Lohr Christian · Nationalrat · 2019-09-23
Lohr Christian · Nationalrat · Thurgau · CVP-Fraktion · 2019-09-23
Wortprotokoll
Wie der Bundesrat unterstützt auch die Mehrheit der Kommission beim Betreuungsurlaub die Priorisierung der Betreuung des Kindes; dies sehr wohl - das möchte ich ausdrücklich betonen - im Bewusstsein, dass es auch Bedürfnisse und Betreuungssituationen bei Erwachsenen gibt.
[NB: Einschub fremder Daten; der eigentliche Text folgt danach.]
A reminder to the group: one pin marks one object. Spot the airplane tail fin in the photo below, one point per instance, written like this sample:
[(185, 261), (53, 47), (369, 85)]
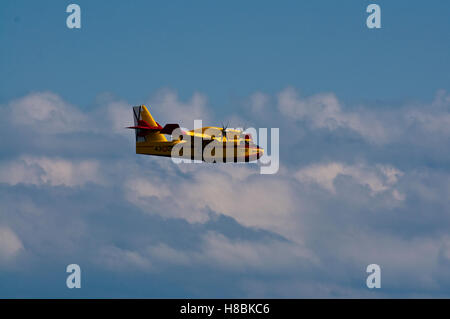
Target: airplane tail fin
[(146, 128)]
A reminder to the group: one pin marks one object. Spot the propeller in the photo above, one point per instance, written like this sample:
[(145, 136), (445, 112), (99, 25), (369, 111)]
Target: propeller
[(224, 132)]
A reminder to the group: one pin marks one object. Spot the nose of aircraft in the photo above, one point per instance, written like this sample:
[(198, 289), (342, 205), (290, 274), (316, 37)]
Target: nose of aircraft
[(260, 152)]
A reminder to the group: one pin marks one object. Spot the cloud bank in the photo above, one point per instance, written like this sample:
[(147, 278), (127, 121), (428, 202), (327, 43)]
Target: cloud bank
[(357, 185)]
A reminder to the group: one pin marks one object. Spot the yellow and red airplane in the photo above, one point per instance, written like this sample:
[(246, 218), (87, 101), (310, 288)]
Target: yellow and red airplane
[(209, 144)]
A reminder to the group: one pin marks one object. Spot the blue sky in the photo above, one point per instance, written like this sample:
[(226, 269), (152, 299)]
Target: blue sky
[(364, 119)]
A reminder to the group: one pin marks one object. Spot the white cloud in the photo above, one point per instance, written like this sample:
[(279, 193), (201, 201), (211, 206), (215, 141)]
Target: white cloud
[(324, 111), (49, 171), (118, 259), (46, 112), (10, 244), (218, 251)]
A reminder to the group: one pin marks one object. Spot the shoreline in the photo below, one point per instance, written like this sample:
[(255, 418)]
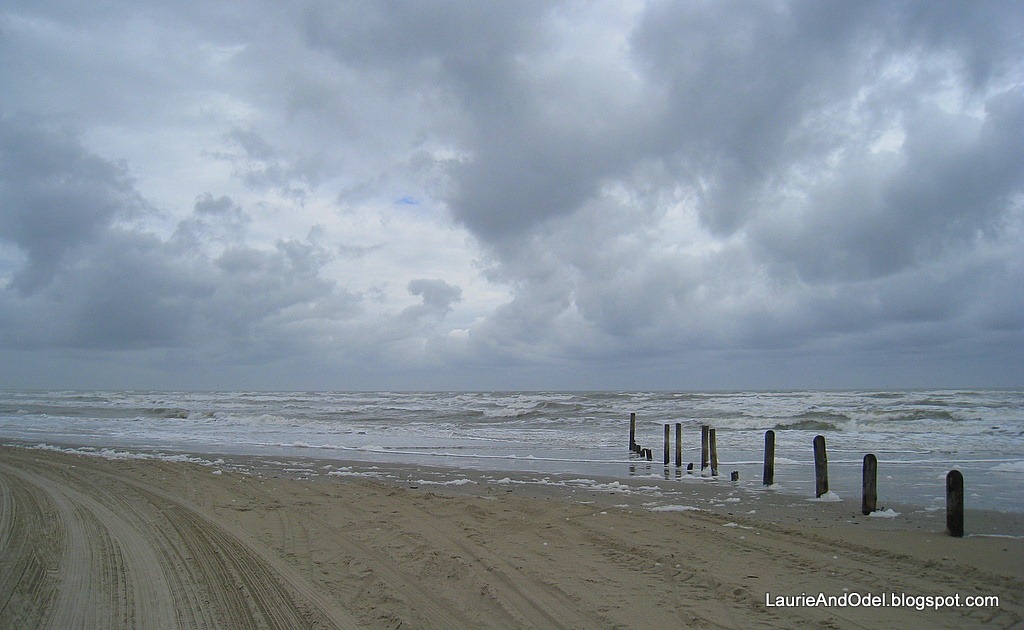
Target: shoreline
[(651, 484), (150, 543)]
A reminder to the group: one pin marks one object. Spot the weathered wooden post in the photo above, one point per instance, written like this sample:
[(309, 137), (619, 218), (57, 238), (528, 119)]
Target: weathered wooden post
[(820, 466), (769, 472), (704, 447), (954, 503), (713, 446), (679, 445), (869, 500)]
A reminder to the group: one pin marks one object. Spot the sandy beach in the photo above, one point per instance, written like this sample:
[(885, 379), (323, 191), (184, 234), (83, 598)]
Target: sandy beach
[(87, 542)]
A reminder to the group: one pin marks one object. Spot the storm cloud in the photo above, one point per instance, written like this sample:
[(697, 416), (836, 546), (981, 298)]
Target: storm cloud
[(465, 195)]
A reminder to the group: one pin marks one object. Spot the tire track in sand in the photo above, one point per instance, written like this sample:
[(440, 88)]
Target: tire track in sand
[(132, 556)]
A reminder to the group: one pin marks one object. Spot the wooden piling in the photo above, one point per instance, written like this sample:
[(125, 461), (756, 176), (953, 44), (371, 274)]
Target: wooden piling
[(713, 447), (869, 499), (704, 447), (769, 471), (954, 503), (679, 445), (820, 466)]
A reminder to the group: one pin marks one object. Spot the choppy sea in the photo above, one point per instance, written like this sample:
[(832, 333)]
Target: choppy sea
[(916, 435)]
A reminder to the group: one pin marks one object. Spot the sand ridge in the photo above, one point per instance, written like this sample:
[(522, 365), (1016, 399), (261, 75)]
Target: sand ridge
[(89, 542)]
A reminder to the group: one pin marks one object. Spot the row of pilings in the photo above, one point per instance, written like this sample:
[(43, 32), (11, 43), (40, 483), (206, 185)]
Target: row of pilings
[(709, 467)]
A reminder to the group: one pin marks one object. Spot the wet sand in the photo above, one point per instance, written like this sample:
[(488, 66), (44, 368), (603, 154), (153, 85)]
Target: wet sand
[(87, 542)]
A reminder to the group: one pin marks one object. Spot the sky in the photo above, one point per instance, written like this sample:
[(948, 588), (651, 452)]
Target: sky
[(464, 195)]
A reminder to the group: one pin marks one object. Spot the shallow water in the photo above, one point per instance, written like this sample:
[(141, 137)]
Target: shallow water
[(916, 435)]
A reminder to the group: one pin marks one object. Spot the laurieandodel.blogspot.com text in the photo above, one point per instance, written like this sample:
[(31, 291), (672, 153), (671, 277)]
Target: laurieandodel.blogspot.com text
[(882, 600)]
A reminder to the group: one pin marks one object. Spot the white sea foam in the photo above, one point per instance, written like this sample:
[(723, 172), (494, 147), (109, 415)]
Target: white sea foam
[(916, 435), (1010, 467), (889, 513)]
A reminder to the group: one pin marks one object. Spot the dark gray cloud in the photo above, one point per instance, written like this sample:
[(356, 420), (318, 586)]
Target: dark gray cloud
[(727, 194)]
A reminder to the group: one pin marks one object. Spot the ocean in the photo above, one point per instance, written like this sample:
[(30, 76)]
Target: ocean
[(916, 435)]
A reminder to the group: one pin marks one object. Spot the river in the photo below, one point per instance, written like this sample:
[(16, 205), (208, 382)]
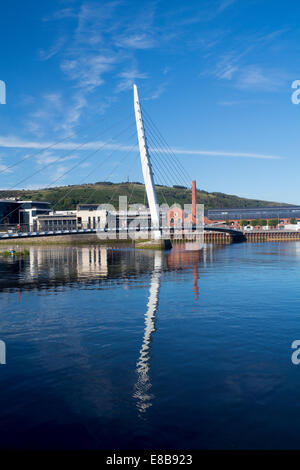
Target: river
[(121, 348)]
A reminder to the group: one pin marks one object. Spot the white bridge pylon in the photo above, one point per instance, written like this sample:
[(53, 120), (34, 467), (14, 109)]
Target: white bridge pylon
[(146, 168)]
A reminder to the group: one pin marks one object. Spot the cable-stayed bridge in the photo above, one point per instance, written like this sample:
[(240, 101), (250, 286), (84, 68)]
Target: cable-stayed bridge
[(158, 161)]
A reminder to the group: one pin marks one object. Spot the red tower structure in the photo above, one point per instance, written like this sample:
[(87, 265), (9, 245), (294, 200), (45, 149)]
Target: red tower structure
[(194, 203)]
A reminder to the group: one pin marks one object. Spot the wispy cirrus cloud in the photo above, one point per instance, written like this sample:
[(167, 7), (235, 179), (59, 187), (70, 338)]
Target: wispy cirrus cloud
[(13, 142)]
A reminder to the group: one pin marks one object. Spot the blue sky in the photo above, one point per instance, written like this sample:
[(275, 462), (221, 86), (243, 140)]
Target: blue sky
[(215, 77)]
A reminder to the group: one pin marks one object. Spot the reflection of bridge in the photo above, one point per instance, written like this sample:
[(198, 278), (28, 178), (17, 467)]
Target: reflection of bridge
[(237, 235)]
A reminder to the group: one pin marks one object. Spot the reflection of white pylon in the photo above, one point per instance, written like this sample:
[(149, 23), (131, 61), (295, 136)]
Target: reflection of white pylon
[(143, 384), (146, 167)]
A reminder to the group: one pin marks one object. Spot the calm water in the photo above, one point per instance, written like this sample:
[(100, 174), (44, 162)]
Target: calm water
[(118, 349)]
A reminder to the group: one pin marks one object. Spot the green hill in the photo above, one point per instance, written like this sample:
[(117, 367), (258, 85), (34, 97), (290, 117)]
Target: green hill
[(67, 197)]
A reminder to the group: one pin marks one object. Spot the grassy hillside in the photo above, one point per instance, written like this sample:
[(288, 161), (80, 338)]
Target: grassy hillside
[(66, 197)]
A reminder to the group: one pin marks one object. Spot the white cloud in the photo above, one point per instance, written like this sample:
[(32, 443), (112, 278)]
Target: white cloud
[(13, 142), (128, 78)]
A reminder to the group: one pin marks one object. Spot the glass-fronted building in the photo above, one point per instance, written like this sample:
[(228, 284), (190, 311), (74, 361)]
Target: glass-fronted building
[(18, 215)]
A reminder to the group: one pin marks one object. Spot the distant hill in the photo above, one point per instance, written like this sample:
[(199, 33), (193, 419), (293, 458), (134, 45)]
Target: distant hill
[(67, 197)]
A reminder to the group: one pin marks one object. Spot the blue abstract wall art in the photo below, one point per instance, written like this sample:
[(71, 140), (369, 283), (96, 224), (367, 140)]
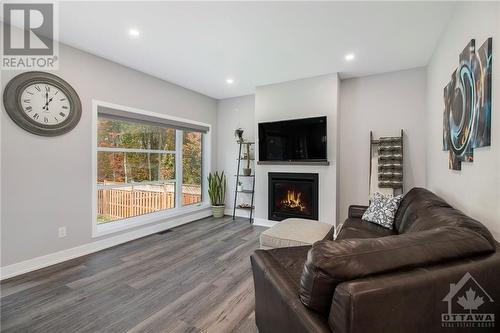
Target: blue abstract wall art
[(467, 105)]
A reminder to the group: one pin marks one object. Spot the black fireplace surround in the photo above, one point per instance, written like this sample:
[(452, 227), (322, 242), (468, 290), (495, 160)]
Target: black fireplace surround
[(292, 195)]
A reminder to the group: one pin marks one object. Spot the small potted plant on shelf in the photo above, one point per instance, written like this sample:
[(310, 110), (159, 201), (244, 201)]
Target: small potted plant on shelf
[(217, 192), (247, 171)]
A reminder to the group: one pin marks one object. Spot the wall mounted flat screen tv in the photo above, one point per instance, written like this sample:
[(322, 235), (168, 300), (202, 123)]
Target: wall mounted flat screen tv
[(293, 140)]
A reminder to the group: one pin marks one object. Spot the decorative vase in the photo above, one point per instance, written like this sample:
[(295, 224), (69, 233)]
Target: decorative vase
[(218, 211)]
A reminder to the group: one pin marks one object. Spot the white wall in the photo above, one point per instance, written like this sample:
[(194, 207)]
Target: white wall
[(385, 104), (316, 96), (47, 182), (476, 188), (232, 113)]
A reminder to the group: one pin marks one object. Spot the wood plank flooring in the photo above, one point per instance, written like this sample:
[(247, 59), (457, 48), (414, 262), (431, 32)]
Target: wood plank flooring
[(194, 278)]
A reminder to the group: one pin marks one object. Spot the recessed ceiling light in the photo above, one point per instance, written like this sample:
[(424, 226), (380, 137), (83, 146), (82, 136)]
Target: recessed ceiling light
[(350, 56), (134, 32)]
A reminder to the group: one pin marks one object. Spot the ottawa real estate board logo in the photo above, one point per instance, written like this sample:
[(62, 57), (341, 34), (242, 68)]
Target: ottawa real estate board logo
[(468, 305), (30, 34)]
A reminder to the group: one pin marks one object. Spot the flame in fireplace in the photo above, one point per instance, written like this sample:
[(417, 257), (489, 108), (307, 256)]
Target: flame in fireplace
[(293, 201)]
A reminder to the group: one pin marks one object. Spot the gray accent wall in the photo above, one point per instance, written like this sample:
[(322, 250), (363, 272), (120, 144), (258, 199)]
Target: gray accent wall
[(385, 104), (47, 182), (476, 188)]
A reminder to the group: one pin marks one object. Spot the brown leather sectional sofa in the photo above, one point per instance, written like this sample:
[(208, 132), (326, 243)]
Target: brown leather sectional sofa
[(372, 279)]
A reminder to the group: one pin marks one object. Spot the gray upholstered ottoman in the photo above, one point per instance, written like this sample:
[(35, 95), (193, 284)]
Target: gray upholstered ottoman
[(293, 232)]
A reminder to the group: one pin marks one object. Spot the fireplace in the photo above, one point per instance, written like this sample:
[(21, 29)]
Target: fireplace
[(293, 195)]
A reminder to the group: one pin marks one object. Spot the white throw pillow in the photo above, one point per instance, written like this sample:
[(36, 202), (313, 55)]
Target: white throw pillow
[(382, 210)]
Die Kommission empfiehlt Ihnen mit 16 zu 5 Stimmen, den Antrag der Minderheit I (Graf Maya) abzulehnen, da eine Ausweitung der Anspruchsgruppe auf Erwachsene grosse finanzielle Auswirkungen hätte. Mit der Begrenzung der Massnahme auf die Eltern-Kind-Situationen trägt die Kommission den besonders intensiven Betreuungsbedürfnissen von betroffenen Kindern Rechnung, ohne die Finanzierbarkeit dieser Massnahme zu gefährden.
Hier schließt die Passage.